Stanley Kubrick’s masterpiece The Shining is a top 5 horror film for me. Full of madness, familial dischord and elemental terror, it gets under my skin like no other film. I have come back to this film many times over the years and it never fails to chill and disturb. From the opening notes of the ominous score and the stunning helicopter shots of the foreboding mountains, the start of the film is literally an ascent into a hellish prison for Jack Torrance and his family.
Stephen King famously hates this adaptation as it turns Jack into a psychopath almost from frame one and while I understand his criticisms (the book was a very personal one for him, as it dealt with his own alcoholism and how it affected his family), Kubrick’s version tightens the screws on Jack’s sanity almost immediately, showing us a man on the edge. From there he layers on the scares with the appearance of the ghosts of the Overlook, including Lloyd the bartender, the naked, rotting woman in Room 237 and freaky blowjob bearsuit man.
Kubrick does however minimise the role of Wendy Torrance, giving her less agency than in the book. As played by Shelly Duvall, this iteration of Wendy is a somewhat meek woman, diminished by her husband, fearful of his outbursts and desperate to bring the family back together.
One of the many tricks Kubrick employs is his use of space, from the landscape to the huge foyer & Ballroom of the Overlook to the endless loops of the corridors & the hedgemaze, all used to swallow & constrict the characters.

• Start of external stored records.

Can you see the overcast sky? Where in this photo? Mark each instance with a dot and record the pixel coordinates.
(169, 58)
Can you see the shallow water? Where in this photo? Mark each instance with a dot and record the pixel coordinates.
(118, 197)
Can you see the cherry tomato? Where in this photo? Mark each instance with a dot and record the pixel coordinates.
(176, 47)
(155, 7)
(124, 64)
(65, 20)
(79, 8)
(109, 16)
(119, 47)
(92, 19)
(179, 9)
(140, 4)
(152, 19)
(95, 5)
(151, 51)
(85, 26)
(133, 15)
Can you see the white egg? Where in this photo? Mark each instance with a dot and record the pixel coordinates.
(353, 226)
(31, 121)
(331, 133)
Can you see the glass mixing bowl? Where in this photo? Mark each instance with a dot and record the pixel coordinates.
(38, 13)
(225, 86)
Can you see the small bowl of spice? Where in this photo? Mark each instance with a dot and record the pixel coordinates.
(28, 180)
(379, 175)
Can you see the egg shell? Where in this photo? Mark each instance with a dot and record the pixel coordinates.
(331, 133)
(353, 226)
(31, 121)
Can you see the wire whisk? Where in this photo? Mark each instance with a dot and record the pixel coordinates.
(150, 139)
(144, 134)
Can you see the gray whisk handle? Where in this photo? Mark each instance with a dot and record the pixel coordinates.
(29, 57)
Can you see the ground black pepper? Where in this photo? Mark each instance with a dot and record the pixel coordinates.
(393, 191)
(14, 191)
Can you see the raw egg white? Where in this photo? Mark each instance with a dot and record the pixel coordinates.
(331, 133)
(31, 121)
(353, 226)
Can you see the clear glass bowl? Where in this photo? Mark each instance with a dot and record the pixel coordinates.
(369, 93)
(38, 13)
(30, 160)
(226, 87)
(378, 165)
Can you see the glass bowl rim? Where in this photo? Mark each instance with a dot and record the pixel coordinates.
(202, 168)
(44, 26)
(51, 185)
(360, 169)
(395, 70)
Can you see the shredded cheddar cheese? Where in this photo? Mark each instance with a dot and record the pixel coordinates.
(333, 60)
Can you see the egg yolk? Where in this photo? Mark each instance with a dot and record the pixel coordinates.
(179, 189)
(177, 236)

Or in Jack’s case, absorb him into the fabric of the hotel itself, doomed to follow in the footsteps of the previous caretaker.
I get why King hates the film as it strips his deeply personal story of the slow & sad decline of Jack, an avatar for King as he struggled with alcoholism & the fears of hurting his family. But Kubrick’s reinterpretation remains a chilling descent into terror & classic of the genre.
The book is one of King’s best, a literal grappling with his demons through the pages of his own book, examining what it means to balance his art with his responsibilities as a family man, whilst battling the overpowering spectre of alcoholism.
Reading the book now, as a father myself also facing these duelling responsibilities makes it a gut-wrenching read. Knowing full well that Jack will ultimately fail in his role as protector of his family, instead trying to kill Wendy and Danny at the Overlook’s urging is a hard journey to take.